# 2013 Pirate haunt



## Axel_7 (Oct 14, 2013)

Still lots to do.. But this is the beginning.


----------



## Will Reid (Sep 2, 2013)

xx


----------



## Headless (Sep 4, 2011)

Great job - looking forward to seeing the details.


----------



## MapThePlanet (Nov 12, 2010)

More pics! More Pics!!  Looks great so far!


----------



## Axel_7 (Oct 14, 2013)




----------



## IMU (Apr 8, 2009)

Woohoo, more pirates!


----------



## EarthTree (Sep 24, 2013)

Wow!! Great job on this, matey!


----------



## Drago (Sep 5, 2011)

Where be treasure mate!


----------



## RoxyBlue (Oct 6, 2008)

Wow!


----------



## CreeepyCathy (Mar 28, 2009)

Fantastic!


----------



## Axel_7 (Oct 14, 2013)

Hopefully this works...


----------



## RoxyBlue (Oct 6, 2008)

Mighty handsome group of pirates at that haunt

I like how the one little kid giggled nervously at the beginning of the video - it was cute.
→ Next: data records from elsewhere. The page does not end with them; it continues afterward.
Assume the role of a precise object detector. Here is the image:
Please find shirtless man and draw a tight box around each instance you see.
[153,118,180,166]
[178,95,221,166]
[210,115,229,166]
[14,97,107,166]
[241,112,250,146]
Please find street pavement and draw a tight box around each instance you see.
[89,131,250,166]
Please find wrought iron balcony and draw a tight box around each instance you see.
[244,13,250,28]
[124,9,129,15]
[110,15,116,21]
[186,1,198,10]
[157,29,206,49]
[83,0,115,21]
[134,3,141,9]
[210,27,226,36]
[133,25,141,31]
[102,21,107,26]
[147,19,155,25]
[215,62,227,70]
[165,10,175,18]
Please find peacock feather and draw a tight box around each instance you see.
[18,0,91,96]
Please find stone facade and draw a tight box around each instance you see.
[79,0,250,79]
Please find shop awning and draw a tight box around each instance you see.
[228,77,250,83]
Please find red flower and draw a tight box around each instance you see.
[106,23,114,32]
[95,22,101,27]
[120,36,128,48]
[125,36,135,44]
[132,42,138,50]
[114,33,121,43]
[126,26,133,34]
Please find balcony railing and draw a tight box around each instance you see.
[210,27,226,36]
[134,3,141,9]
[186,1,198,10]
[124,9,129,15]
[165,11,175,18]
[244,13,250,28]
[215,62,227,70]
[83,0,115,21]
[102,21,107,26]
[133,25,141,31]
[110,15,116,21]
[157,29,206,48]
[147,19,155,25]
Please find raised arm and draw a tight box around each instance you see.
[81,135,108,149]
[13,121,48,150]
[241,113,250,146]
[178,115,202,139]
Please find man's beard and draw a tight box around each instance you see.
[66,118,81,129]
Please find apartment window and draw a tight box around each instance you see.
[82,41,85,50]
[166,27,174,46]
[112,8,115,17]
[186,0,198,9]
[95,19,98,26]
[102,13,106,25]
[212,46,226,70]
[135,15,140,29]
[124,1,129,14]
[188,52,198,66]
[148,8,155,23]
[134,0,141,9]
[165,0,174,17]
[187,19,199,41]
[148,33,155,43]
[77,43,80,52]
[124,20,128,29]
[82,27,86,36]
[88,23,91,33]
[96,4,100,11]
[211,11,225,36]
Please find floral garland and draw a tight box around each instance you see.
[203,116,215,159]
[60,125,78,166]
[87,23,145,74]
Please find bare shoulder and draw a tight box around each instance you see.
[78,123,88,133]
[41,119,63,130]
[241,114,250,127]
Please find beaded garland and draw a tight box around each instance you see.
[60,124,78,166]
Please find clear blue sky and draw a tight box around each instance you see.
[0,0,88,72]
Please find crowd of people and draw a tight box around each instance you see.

This is a beautifully detailed haunt. The level of effort you must have put into preparation and set up must have been staggering.


----------



## Axel_7 (Oct 14, 2013)

Thanks Roxyblue.. It was fun and totally worth it....
Now to start planning to top it for next year.


----------



## DandyBrit (May 23, 2013)

Love this - big PoTC fan anyway.


----------



## Rahnefan (May 1, 2009)

Talk about going big! Wowzers. Full sized cannons.


----------



## Hairazor (Mar 13, 2012)

Holy freaking buckets, when you do it up you do it GOOD!


----------